CDT and many other civil society groups that work to protect human rights online have long advocated against proposals to undermine encryption. We believe the availability of secure encrypted communication services is central to privacy, free expression, and the security of today’s online commerce. While the encryption debate has largely centered on questions about whether law enforcement should be able to access encrypted content, a new front in the encryption wars has recently opened: how providers of end-to-end encrypted communications services can and should moderate unwanted content, including unlawful content such as Child Sexual Abuse Material (CSAM).
Unfortunately, Apple’s announcement of changes to its Messages service makes what we have feared a reality: it creates a backdoor that breaks end-to-end encryption (E2EE) to address the sharing of potentially unwanted content with children. Although Apple’s goal of protecting children online is laudable, it has taken the wrong approach, falsely claiming that their Messages app will remain end-to-end encrypted after their proposed changes and incorrectly suggesting that these are privacy-protective ways to address abusive content on E2EE services. Apple’s announcement has put questions about what exactly is an E2EE service, and how to moderate content on these services, in the spotlight.
In a new CDT report, Outside Looking In: Approaches to Content Moderation in End-to-End Encrypted Systems, we address both of these issues. First, we clarify what exactly end-to-end encryption (E2EE) means and what we should expect when a provider claims their service is E2EE. More specifically, a system, service, or app is end-to-end encrypted only if the keys used to encrypt and decrypt data are known only to the sender and the authorized recipients of this data. Moreover, in the case of an encrypted message exchange, only authenticated participants in the conversation can access the message, and no third party has access to the content. The importance of encryption to the privacy and security of our daily lives means that being precise about what E2EE means is critical, given attempts by governments and companies alike to introduce rules or features that undermine encryption.
Second, we look at the most viable current approaches to content moderation on E2EE services. To do that, we start by explaining the main phases of online content moderation: defining what user-generated content is permissible on a service, detecting content that may violate a host’s policies, evaluating whether that content is permissible or illegal, enforcing certain actions against the content, providing process for appeals of such enforcement actions, and educating users about the service’s policies on content moderation. Most of the existing research and thinking about content moderation has focused on plaintext (non-encrypted) settings. To expand the conversation to E2EE settings we examined several technical proposals that purport to introduce some form of content moderation (specifically, detection of unwanted content), while still providing an E2EE service.
Here is what we found:
- What works → methods that enable detection of unwanted or abusive content and still preserve E2EE.
- User-reporting: This refers to tools (e.g, reporting buttons or complaint forms, ) that allow users to alert moderators, other intermediaries, or other users of unwanted content.

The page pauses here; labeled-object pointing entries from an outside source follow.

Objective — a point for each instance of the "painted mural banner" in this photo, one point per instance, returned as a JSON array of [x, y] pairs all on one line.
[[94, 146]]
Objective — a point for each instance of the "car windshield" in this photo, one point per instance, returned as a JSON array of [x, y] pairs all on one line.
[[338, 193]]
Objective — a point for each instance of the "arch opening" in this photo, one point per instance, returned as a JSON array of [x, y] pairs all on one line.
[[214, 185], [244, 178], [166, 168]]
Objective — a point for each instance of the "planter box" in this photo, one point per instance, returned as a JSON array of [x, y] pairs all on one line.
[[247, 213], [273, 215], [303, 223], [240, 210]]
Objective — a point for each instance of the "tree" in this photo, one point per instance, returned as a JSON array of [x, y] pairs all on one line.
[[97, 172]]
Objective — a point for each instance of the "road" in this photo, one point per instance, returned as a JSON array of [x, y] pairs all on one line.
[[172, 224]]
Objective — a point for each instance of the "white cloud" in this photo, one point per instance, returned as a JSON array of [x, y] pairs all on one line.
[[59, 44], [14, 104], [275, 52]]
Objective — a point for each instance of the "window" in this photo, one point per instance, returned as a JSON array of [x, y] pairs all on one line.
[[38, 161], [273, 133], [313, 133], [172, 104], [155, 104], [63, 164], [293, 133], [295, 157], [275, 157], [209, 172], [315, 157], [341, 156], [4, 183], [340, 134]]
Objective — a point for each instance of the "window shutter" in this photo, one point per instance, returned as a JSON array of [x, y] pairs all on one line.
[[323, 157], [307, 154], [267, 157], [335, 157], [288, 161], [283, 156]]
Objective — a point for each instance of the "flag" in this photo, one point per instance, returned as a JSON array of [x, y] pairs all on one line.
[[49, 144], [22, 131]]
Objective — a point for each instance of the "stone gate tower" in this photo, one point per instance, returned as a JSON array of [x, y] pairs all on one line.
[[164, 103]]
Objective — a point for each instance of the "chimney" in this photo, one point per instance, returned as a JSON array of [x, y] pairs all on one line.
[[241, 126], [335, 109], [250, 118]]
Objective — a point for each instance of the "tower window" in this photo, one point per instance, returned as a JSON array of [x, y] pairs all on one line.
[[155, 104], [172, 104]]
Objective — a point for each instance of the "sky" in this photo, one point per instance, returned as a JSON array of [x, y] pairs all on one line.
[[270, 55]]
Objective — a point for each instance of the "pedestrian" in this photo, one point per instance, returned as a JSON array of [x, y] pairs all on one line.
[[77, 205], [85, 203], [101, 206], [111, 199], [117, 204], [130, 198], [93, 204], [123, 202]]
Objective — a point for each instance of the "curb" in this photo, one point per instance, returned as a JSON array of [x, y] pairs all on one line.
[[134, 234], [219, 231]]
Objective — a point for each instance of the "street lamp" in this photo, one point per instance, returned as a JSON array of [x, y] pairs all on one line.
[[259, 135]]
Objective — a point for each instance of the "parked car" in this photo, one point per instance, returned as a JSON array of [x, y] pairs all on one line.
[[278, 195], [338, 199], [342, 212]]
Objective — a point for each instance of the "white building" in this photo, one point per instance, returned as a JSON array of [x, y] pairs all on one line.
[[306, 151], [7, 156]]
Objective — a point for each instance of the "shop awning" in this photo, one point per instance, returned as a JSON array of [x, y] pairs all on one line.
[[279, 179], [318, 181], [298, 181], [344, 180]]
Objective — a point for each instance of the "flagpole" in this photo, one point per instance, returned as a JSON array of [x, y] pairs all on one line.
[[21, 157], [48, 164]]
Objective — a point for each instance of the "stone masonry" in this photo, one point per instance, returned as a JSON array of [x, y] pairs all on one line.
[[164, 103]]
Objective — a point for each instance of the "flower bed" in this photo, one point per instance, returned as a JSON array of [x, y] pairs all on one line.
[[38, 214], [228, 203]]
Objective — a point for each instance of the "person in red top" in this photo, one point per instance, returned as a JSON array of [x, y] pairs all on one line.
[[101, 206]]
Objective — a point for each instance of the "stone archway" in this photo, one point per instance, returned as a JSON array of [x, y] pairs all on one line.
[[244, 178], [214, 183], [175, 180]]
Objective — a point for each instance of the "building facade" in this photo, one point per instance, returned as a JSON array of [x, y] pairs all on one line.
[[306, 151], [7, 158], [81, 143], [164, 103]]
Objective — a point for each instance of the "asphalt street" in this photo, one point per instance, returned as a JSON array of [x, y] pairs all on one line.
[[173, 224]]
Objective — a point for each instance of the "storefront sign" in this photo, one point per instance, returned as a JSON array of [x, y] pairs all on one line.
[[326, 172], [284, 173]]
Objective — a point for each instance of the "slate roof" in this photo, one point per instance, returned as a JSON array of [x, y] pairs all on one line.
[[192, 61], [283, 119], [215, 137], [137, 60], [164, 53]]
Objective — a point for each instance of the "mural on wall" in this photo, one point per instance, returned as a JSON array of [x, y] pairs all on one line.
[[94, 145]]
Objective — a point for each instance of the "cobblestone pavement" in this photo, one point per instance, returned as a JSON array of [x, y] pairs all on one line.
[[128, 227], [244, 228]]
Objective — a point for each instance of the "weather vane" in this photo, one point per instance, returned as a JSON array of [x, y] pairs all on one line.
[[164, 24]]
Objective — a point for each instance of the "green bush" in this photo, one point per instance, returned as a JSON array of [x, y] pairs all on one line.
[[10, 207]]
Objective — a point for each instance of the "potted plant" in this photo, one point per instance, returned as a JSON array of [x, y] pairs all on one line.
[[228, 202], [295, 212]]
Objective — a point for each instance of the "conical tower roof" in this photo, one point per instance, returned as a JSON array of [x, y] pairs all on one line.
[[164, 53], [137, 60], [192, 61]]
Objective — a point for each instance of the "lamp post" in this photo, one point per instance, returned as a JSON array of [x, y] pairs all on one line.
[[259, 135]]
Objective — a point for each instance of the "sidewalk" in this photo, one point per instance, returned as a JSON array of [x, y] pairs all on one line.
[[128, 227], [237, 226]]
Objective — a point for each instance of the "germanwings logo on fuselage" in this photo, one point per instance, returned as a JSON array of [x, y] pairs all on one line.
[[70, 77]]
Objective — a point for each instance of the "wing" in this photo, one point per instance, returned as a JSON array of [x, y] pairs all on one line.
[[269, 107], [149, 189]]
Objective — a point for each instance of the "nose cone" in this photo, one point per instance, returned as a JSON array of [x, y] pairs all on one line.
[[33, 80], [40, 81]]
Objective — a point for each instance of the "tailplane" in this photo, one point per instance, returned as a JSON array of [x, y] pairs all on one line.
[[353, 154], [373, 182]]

One technique, message franking, creates a means for the service provider to verify a reported message. Significantly, no third party obtains access to the message content without the knowledge and approval of at least one of the participants.
- Meta-data analysis: For E2EE communications, metadata, or “data about data,” can include unencrypted profile or group chat information, frequency of sending messages, or reports from other users about problematic content. As long as the metadata analysis occurs exclusively on a user’s device and does not result in storage, use, or sending of decrypted messages, the user’s privacy is preserved and the guarantees of end-to-end encryption are not violated.
It’s also important to note that both user-reporting and metadata analysis provide effective tools in detecting significant amounts and different types of problematic content on E2EE services including abusive and harassing messages, spam, mis- and disinformation, and CSAM.
- What does not work → methods that claim to maintain E2EE but in reality do not.
- Traceability: methods that aim to identify all users (or just the originating user) who have shared content on an E2EE service that has been flagged as problematic. In effect, this can provide a third party with access to information about the original sender of a message and/or all other prior recipients of the message in an expanded forwarding chain without their consent and is therefore not consistent with the privacy guarantees for E2EE.
- Perceptual hashing (server side or client-side scanning): This approach matches hashes or digital fingerprints of user generated content with hashes of content that the host has previously determined is unwanted or abusive. The matching can be done either by the service provider when it receives content, which is called server-side scanning, or on the app on the user’s device, which is called client-side scanning. Server-side scanning provides the service provider with access to information about the communication, a violation of the privacy guarantee of E2EE. Client-side scanning may not violate the privacy guarantees we expect from an encrypted conversation if the results of the hash comparison are only provided to the user; however, if the results of the hash comparison are shared with the service provider or any other third party, then those privacy guarantees have been violated. That said, even proposals for client-side scanning that involve no third-party access introduce significant security vulnerabilities into the system.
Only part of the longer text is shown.